A few weeks ago, we had these lovelies visiting us for a week from England. My whole family is from “the Motherland,” and we don’t get to see them nearly as much as I would like. When we do see them, days zip by as we navigate through meals and sightseeing, sitting poolside watching time slip away relentlessly, like water in a sieve.
Shortly after their visit, one of my best friends came to the area for a brief overnight trip. I felt the same tugging at my heart - that familiar feeling you get when you slip right back where your friendship last dropped off, despite years of children, missed birthdays, and too many miles between you both. It’s a familiarity of friendship that can’t be replaced or changed. I melted into the feeling once again, leaning into a sense of peace as they shuffled out to the car in my dark driveway, sleepy babies in tow…the fuzziness of familiarity, peace, and satisfaction of a delicious evening together.
It’s that feeling that I always want to bask in…the timeless love, forgiveness of sins, and unabashed acceptance of one another as we are in the moment we are in.
It’s not often we get these people in our lives that can hold space for us as we are. It’s not often we get people that love us unconditionally. I mean…let’s be real….I don’t even love myself that way. But when spend your time with people who make you feel wholly you – without hidden, selfish agendas or a mission to change you – isn’t it worth hanging on for dear life?

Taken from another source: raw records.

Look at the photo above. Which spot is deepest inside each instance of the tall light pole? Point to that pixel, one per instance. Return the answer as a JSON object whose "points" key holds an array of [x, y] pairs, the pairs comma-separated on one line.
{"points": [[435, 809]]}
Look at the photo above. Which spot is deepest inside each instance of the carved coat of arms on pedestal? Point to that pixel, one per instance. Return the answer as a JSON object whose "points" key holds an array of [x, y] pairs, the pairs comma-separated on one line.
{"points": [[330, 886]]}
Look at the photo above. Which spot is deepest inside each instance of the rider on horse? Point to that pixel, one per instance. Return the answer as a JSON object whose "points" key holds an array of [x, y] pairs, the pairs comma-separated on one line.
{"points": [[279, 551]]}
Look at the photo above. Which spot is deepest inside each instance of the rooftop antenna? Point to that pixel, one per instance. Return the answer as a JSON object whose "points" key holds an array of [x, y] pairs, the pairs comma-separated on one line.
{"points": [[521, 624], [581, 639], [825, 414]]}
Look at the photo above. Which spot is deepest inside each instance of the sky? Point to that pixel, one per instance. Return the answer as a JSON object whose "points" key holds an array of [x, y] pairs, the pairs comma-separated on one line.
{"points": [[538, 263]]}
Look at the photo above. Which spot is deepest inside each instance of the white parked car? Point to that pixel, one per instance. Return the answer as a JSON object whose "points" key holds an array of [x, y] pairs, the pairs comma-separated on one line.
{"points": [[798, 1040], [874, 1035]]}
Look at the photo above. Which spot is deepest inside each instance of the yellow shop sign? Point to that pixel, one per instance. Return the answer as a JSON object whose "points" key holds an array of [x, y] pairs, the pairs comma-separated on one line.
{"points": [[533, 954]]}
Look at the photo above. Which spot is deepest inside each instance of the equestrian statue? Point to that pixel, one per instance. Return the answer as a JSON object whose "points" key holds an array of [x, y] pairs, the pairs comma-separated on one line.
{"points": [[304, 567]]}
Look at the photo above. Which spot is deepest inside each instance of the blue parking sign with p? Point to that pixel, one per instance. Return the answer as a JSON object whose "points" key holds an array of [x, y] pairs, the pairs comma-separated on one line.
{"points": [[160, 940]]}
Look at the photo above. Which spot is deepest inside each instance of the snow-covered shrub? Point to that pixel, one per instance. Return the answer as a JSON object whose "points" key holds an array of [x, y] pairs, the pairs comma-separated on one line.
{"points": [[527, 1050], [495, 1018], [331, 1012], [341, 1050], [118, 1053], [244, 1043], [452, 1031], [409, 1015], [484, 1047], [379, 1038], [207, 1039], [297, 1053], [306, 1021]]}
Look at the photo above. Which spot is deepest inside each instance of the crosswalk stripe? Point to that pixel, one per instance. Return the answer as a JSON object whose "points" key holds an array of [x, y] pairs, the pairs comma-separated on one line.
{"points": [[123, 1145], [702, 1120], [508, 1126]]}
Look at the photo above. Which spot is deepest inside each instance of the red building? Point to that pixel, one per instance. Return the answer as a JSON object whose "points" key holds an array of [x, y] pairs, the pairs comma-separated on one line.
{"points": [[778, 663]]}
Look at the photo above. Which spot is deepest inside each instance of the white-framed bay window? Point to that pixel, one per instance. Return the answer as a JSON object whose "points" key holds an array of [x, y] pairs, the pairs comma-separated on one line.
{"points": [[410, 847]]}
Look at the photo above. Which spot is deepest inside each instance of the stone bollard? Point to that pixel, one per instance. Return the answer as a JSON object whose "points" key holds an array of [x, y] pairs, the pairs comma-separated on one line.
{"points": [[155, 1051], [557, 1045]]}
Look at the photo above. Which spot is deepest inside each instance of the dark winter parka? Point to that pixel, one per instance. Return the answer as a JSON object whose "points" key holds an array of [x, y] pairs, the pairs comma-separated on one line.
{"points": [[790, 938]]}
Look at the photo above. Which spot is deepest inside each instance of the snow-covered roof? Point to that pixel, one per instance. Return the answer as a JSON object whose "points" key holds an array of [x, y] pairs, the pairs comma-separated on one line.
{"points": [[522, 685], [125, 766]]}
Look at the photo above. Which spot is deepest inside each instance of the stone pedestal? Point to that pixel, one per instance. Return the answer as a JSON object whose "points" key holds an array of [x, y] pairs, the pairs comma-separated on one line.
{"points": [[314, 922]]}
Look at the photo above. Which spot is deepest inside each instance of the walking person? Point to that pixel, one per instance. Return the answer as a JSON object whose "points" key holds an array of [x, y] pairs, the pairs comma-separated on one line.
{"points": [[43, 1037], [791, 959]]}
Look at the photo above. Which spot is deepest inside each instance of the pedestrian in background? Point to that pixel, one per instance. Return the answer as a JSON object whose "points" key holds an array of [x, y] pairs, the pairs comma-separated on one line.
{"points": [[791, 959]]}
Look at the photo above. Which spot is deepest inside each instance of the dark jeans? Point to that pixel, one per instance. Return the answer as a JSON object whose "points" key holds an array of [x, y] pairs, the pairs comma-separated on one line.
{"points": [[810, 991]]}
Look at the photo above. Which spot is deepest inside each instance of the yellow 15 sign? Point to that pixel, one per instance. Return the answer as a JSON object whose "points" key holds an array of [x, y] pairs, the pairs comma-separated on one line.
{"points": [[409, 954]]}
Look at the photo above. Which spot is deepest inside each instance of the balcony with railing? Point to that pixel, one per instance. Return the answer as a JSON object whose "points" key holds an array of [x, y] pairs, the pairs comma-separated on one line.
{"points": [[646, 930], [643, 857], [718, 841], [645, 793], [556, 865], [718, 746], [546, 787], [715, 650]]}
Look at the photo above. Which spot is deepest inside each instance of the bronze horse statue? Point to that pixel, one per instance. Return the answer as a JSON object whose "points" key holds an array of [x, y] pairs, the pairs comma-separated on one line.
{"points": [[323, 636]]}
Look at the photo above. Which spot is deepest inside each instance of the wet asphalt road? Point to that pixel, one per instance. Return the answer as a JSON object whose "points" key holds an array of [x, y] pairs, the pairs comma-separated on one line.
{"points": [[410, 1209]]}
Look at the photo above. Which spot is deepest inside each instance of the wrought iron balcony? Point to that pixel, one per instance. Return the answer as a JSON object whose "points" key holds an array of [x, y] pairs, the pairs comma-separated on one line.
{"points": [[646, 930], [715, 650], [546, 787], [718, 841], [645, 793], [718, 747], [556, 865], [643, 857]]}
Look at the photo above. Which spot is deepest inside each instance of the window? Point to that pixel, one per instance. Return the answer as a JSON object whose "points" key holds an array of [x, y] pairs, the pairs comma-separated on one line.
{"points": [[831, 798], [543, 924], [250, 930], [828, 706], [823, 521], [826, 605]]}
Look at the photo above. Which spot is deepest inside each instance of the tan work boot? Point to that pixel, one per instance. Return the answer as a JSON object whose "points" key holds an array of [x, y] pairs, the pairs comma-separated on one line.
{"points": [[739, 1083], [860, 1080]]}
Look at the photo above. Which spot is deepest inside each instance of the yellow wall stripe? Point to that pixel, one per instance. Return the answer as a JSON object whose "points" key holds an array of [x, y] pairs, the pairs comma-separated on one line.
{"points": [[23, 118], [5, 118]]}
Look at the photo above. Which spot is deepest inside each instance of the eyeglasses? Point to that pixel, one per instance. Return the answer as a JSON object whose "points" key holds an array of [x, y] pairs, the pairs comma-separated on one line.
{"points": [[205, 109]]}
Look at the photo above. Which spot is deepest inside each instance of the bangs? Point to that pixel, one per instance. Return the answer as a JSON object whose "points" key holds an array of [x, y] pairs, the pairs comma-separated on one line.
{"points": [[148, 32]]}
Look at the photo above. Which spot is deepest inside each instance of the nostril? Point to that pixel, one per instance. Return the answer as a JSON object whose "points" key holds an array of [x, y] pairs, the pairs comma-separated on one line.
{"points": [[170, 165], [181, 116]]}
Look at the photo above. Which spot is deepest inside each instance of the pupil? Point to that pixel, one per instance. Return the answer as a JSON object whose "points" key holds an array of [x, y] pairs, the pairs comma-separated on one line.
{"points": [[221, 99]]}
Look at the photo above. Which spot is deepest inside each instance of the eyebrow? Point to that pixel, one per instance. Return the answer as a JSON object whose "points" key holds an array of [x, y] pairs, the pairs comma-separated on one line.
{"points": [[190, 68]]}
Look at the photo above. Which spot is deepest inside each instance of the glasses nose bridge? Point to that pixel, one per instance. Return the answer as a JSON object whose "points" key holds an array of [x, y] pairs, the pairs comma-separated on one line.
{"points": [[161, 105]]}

Perhaps the place I am in with life right now makes this even more poignant… change is on the horizon: my child is grown and ready to spread his wings, and loved ones have passed on…leaving connection to the people I have been closest to that much more desirable and necessary.
We are hard wired for connection. Ask any anthropologist or sociologist. It’s a requirement for living. Babies will actually die without physical connection, even when their other needs are met. So it’s no wonder that despite my best efforts to cut myself off, these deep connections I feel with family and friends who I have shared a history with are normal and expected…and, dare I say, necessary.
So now, I look forward to what the next phase holds. Maybe it’s a re-connection phase. Or maybe it’s a freedom phase. I just know it will be a phase of deep, meaningful relationships wherever I turn.
And thank goodness for direct flights.